Re: [PATCH -tip] x86/locking/atomic: Use asm_inline for atomic locking insns

All of lore.kernel.org
 help / color / mirror / Atom feed

From: Ingo Molnar <mingo@kernel.org>
To: Uros Bizjak <ubizjak@gmail.com>
Cc: Borislav Petkov <bp@alien8.de>,
	Dave Hansen <dave.hansen@intel.com>,
	x86@kernel.org, linux-kernel@vger.kernel.org,
	Peter Zijlstra <peterz@infradead.org>,
	Thomas Gleixner <tglx@linutronix.de>,
	Dave Hansen <dave.hansen@linux.intel.com>,
	"H. Peter Anvin" <hpa@zytor.com>,
	Linus Torvalds <torvalds@linuxfoundation.org>
Subject: Re: [PATCH -tip] x86/locking/atomic: Use asm_inline for atomic locking insns
Date: Wed, 5 Mar 2025 21:20:05 +0100	[thread overview]
Message-ID: <Z8ix9YQEIdyAopCw@gmail.com> (raw)
In-Reply-To: <Z8isNxBxC9pcG4KL@gmail.com>


* Ingo Molnar <mingo@kernel.org> wrote:

> 
> * Uros Bizjak <ubizjak@gmail.com> wrote:
> 
> > On Sat, Mar 1, 2025 at 1:38 PM Borislav Petkov <bp@alien8.de> wrote:
> > >
> > > On Sat, Mar 01, 2025 at 10:05:56AM +0100, Uros Bizjak wrote:
> > > > OTOH, -Os, where different code size/performance heuristics are used, now
> > > > performs better w.r.t code size.
> > >
> > > Did anything change since:
> > >
> > > 281dc5c5ec0f ("Give up on pushing CC_OPTIMIZE_FOR_SIZE")
> > > 3a55fb0d9fe8 ("Tell the world we gave up on pushing CC_OPTIMIZE_FOR_SIZE")
> > >
> > > wrt -Os?
> > >
> > > Because if not, we still don't love -Os and you can drop the -Os argument.
> > 
> > The -Os argument was to show the effect of the patch when the compiler
> > is instructed to take care of the overall size. Giving the compiler
> > -O2 and then looking at the overall size of the produced binary is
> > just wrong.
> > 
> > > And without any perf data showing any improvement, this patch does nothing but
> > > enlarge -O2 size...
> > 
> > Even to my surprise, the patch has some noticeable effects on the
> > performance, please see the attachment in [1] for LMBench data or [2]
> > for some excerpts from the data. So, I think the patch has potential
> > to improve the performance.
> > 
> > [1] https://lore.kernel.org/lkml/CAFULd4YBcG45bigHBox2pu+To+Y5BzbRxG+pUr42AVOWSnfKsg@mail.gmail.com/
> > [2] https://lore.kernel.org/lkml/CAFULd4ZsSKwJ4Dz3cCAgaVsa4ypbb0e2savO-3_Ltbs=1wzgKQ@mail.gmail.com/
> 
> If you are measuring micro-costs, please make sure you pin the 
> workload to a single CPU (via 'taskset' for example) and run 'perf 
> stat --null --repeat 5' or so to measure the run-over-run noise of 
> the benchmark.

And if the benchmark is context-switching heavy, you'll want to use 
'perf stat -a' option to not have PMU context switching costs, and the 
-C option to only measure on the pinned CPU.

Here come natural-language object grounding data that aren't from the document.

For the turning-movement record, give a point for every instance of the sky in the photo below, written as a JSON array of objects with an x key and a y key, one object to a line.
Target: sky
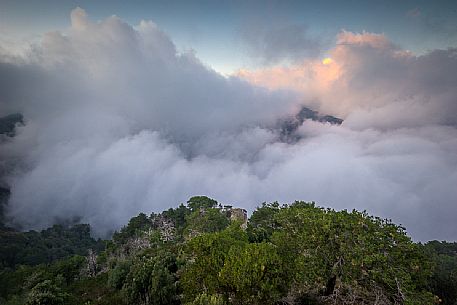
[
  {"x": 136, "y": 108},
  {"x": 217, "y": 30}
]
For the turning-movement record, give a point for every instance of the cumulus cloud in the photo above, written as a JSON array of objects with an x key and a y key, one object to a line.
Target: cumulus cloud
[
  {"x": 118, "y": 122},
  {"x": 275, "y": 42}
]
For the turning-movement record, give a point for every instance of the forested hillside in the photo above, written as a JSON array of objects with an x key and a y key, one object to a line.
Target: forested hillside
[{"x": 206, "y": 253}]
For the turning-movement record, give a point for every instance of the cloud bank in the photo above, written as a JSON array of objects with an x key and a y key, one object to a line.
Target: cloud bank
[{"x": 118, "y": 122}]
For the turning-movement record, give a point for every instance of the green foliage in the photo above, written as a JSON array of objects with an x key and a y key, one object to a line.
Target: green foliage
[
  {"x": 262, "y": 223},
  {"x": 55, "y": 243},
  {"x": 350, "y": 255},
  {"x": 206, "y": 221},
  {"x": 135, "y": 226},
  {"x": 253, "y": 274},
  {"x": 205, "y": 299},
  {"x": 118, "y": 275},
  {"x": 289, "y": 254},
  {"x": 206, "y": 255},
  {"x": 151, "y": 280},
  {"x": 443, "y": 282},
  {"x": 178, "y": 216},
  {"x": 46, "y": 293}
]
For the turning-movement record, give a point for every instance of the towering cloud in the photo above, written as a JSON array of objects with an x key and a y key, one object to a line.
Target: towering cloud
[{"x": 118, "y": 122}]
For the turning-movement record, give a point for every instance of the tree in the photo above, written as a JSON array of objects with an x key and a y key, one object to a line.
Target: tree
[
  {"x": 152, "y": 280},
  {"x": 262, "y": 222},
  {"x": 206, "y": 255},
  {"x": 206, "y": 221},
  {"x": 340, "y": 256},
  {"x": 253, "y": 274}
]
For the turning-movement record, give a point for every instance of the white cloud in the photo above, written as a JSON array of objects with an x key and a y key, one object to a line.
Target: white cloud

For example, to measure pipe handling overhead, the naive measurement is:

 starship:~> perf bench sched pipe
 # Running 'sched/pipe' benchmark:
 # Executed 1000000 pipe operations between two processes

     Total time: 6.939 [sec]

       6.939128 usecs/op
         144110 ops/sec
 starship:~> perf bench sched pipe
 # Running 'sched/pipe' benchmark:
 # Executed 1000000 pipe operations between two processes

     Total time: 6.879 [sec]

       6.879282 usecs/op
         145364 ops/sec

See how the run-to-run noise is 0.9%?

If we measure it naively with perf stat, we get:

 starship:~> perf stat perf bench sched pipe
 # Running 'sched/pipe' benchmark:
 # Executed 1000000 pipe operations between two processes

     Total time: 11.870 [sec]

      11.870403 usecs/op
          84243 ops/sec

 Performance counter stats for 'perf bench sched pipe':

         10,722.04 msec task-clock                       #    0.903 CPUs utilized             
         2,000,093      context-switches                 #  186.540 K/sec                     
               499      cpu-migrations                   #   46.540 /sec                      
             1,482      page-faults                      #  138.220 /sec                      
    27,853,380,218      cycles                           #    2.598 GHz                       
    18,434,409,889      stalled-cycles-frontend          #   66.18% frontend cycles idle      
    24,277,227,239      instructions                     #    0.87  insn per cycle            
                                                  #    0.76  stalled cycles per insn   
     5,001,727,980      branches                         #  466.490 M/sec                     
       572,756,283      branch-misses                    #   11.45% of all branches           

      11.875458968 seconds time elapsed

       0.271152000 seconds user
      11.272766000 seconds sys

See how the usecs/op increased by +70% due to PMU switching overhead?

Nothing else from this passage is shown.